Travins, has been making his kraut at Hawthorne Valley Farm in Ghent for about a decade now. He first came there from Queens as part of a visiting students project.

As an apprentice on the farm in 1999, Travins attended a workshop where someone was serving their own homemade sauerkraut - which he says was like nothing he'd ever tasted. That taste, combined with that season's bumper crop of cabbage, caused him to have something of a "eureka!" moment. He started experimenting and pretty soon, he'd created his own kraut - and it was delicious.

So, what's so special about it? Well, for one thing he uses lacto-fermenation. It's an ancient process, but a very efficient one. See, most commercial sauerkraut is canned using heat, but Seth's is raw -- the plain variety contains just cabbage, sea salt and water. The sugars in the cabbage convert to lactic acid and cause the fermentation.

The sauerkraut, and the fact that there was already another Seth on the farm, earned him his nickname, "Sauerkraut Seth."

What started out as just a few barrels has now turned into a venture that can produce 20-30,000 pounds of the stuff a year. Travins says October is pretty much prime kraut-making season. Apparently after a couple of frosts, the cabbage has a higher sugar concentration, which makes for a better product. Once it's shredded and packed into 300-pound barrels, it can take up to two months to ferment into the perfect kraut. Getting a really good batch of cabbage, he says, feels like spinning straw into gold. He says, "You kind start to become part of the flow of the creation process."

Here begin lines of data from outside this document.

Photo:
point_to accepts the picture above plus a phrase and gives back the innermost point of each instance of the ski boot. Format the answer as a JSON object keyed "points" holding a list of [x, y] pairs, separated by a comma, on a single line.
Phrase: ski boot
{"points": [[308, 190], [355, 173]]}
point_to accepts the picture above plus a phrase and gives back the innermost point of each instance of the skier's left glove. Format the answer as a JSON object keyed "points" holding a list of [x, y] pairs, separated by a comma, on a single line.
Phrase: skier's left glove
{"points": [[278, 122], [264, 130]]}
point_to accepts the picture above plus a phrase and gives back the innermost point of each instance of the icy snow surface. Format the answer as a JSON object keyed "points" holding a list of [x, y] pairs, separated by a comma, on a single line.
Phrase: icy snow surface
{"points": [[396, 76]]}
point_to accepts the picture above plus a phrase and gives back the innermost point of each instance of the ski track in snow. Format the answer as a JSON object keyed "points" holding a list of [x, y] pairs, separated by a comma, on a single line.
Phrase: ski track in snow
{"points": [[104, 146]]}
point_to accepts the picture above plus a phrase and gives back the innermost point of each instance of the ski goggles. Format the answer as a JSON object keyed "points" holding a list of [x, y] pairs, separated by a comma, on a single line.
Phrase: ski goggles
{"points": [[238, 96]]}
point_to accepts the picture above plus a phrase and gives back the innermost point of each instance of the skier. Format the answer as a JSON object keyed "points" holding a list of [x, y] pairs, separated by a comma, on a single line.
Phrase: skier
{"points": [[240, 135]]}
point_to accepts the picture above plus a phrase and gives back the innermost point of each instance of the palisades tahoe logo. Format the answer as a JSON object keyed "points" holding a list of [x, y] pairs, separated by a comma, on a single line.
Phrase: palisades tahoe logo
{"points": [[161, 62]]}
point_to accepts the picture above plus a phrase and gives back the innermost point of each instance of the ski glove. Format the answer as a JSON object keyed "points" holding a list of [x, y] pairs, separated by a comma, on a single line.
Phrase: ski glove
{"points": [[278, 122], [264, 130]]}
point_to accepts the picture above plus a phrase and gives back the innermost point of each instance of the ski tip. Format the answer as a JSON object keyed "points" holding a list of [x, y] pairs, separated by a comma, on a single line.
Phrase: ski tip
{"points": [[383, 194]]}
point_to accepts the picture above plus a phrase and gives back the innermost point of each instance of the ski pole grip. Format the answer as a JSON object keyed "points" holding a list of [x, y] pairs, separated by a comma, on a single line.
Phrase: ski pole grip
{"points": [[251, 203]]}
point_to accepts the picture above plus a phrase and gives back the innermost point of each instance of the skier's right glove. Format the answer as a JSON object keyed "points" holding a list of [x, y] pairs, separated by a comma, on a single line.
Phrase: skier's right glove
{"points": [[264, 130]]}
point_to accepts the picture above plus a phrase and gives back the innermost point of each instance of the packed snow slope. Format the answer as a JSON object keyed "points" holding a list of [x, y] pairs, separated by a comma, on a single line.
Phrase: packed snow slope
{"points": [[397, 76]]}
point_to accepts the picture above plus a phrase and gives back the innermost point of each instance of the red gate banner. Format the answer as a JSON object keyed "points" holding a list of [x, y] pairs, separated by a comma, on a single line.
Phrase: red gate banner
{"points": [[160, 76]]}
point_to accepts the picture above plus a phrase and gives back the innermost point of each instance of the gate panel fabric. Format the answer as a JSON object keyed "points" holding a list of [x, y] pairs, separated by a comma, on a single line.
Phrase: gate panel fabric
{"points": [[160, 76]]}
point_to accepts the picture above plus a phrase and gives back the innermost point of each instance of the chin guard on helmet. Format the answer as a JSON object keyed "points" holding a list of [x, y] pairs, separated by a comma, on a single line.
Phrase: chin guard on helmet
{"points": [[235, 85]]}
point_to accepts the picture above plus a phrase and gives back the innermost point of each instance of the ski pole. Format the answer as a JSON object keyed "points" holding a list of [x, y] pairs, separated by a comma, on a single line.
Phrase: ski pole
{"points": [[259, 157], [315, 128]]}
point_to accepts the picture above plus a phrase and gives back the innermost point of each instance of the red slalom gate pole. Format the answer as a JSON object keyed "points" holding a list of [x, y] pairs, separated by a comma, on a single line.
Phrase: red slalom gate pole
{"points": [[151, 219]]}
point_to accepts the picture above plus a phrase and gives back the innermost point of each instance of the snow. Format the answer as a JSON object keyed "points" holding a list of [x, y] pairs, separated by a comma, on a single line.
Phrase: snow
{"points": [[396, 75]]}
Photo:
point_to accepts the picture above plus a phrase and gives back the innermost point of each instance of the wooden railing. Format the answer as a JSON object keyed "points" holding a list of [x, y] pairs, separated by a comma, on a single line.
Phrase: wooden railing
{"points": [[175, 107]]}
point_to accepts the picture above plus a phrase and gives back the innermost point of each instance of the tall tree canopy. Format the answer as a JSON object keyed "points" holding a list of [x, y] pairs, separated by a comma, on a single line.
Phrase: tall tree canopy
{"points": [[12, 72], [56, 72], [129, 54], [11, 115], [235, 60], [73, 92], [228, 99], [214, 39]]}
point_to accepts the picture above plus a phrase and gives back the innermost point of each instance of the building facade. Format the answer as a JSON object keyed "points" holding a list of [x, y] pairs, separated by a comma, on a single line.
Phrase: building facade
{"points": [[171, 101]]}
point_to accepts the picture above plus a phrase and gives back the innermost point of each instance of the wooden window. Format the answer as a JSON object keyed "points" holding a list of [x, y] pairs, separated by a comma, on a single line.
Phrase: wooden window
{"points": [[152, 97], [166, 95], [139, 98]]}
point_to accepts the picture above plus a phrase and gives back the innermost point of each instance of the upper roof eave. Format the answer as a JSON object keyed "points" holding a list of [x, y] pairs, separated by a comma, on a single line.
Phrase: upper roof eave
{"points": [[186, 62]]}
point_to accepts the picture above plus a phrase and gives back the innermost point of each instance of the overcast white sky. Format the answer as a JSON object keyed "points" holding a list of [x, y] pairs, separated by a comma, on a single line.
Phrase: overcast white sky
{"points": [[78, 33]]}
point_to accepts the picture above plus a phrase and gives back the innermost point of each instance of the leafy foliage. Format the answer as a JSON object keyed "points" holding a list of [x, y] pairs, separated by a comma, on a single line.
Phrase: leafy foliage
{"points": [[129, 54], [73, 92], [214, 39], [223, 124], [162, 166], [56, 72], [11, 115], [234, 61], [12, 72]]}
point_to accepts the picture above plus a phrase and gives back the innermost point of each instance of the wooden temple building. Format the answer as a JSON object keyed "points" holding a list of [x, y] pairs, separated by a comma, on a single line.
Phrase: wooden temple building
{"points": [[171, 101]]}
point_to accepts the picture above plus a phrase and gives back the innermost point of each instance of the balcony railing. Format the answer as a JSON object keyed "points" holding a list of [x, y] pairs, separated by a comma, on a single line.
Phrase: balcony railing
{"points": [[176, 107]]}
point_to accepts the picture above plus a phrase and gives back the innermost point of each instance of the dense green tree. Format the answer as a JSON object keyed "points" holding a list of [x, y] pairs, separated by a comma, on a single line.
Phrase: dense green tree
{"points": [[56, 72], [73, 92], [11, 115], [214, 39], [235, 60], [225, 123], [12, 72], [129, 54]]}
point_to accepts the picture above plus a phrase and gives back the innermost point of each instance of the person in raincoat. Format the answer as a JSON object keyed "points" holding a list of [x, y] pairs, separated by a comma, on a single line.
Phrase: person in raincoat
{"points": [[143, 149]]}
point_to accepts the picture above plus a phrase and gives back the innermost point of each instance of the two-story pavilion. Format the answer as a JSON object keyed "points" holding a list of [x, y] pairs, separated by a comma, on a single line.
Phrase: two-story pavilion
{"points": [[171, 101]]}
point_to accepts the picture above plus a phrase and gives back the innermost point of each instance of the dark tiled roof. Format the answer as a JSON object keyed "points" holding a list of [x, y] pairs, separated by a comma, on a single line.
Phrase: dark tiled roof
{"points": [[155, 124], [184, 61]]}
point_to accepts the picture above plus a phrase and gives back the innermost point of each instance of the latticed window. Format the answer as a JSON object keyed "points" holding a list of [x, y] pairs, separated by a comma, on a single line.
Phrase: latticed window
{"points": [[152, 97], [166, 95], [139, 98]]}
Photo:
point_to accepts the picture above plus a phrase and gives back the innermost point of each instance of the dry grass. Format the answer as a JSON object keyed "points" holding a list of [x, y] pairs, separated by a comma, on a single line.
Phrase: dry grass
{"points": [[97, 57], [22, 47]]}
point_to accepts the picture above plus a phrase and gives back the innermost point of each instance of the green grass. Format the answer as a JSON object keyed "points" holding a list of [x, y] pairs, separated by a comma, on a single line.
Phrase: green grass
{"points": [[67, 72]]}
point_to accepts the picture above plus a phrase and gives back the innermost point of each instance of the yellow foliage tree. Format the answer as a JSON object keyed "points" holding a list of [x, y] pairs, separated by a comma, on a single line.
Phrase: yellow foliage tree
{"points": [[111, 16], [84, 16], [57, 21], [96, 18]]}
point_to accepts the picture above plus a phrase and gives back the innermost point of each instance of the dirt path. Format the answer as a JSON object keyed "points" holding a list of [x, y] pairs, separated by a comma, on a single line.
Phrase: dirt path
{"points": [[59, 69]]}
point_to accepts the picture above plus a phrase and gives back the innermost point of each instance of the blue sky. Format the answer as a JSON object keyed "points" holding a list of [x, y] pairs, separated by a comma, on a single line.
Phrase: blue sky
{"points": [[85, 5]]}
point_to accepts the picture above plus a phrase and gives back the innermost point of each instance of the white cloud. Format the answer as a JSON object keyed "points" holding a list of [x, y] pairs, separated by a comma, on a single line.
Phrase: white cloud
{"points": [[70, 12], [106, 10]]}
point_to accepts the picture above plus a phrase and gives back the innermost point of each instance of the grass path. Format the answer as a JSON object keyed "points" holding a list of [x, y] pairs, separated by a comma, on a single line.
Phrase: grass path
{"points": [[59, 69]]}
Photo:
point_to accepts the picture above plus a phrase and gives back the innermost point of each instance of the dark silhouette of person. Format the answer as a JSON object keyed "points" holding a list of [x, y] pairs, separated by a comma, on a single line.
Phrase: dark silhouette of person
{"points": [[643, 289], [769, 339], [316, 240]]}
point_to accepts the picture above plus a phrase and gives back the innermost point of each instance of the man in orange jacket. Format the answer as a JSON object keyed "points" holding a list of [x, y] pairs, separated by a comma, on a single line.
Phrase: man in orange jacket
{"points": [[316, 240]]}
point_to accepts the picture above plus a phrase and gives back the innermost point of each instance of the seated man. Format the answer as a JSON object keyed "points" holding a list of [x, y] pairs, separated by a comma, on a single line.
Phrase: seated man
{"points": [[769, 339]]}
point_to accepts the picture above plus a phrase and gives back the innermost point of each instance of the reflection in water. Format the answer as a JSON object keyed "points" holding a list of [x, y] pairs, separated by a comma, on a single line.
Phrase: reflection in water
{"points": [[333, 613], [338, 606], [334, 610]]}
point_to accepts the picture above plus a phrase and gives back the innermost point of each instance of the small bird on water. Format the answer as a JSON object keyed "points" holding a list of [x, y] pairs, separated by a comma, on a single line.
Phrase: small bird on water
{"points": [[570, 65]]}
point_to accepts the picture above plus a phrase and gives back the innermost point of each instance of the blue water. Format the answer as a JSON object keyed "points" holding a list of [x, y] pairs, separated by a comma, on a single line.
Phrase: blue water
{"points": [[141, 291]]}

Seth has branched out a bit from plain sauerkraut. These days he makes several varieties including caraway, jalapeno, curry and ruby red. He also makes a lacto-fermented kim chee, gingered carrots, pickles and a few other items.

Yes, they are a little pricier (a jar of the plain kind costs about $5-6) than the stuff you find in a can at the grocery store. But Hawthorne Valley is a teaching farm and school, so you can be sure your kraut isn't being made by poorly paid migrant workers. And it's made with organic, locally grown ingredients. And oh yeah, did I mention that it's really good?

Locally, you can get Seth's products at the Honest Weight Co-op, from the farm's store or online .

So what does sauerkraut go with? Seth says he eats the kraut (especially the curry kraut) with everything, including eggs -- and often just straight from the jar.


Comments

Sauerkraut is actually great in tuna salad--gives it crunch and tang.

Dear AOA/Jess,
Glad you like the stuff. I got hooked on it via a recommendation from "almost-foodie rene." Looks like a new flavor in the photo-- I don't remember curry-flavored kraut. mmmm. It's good stuff-- nice article, too.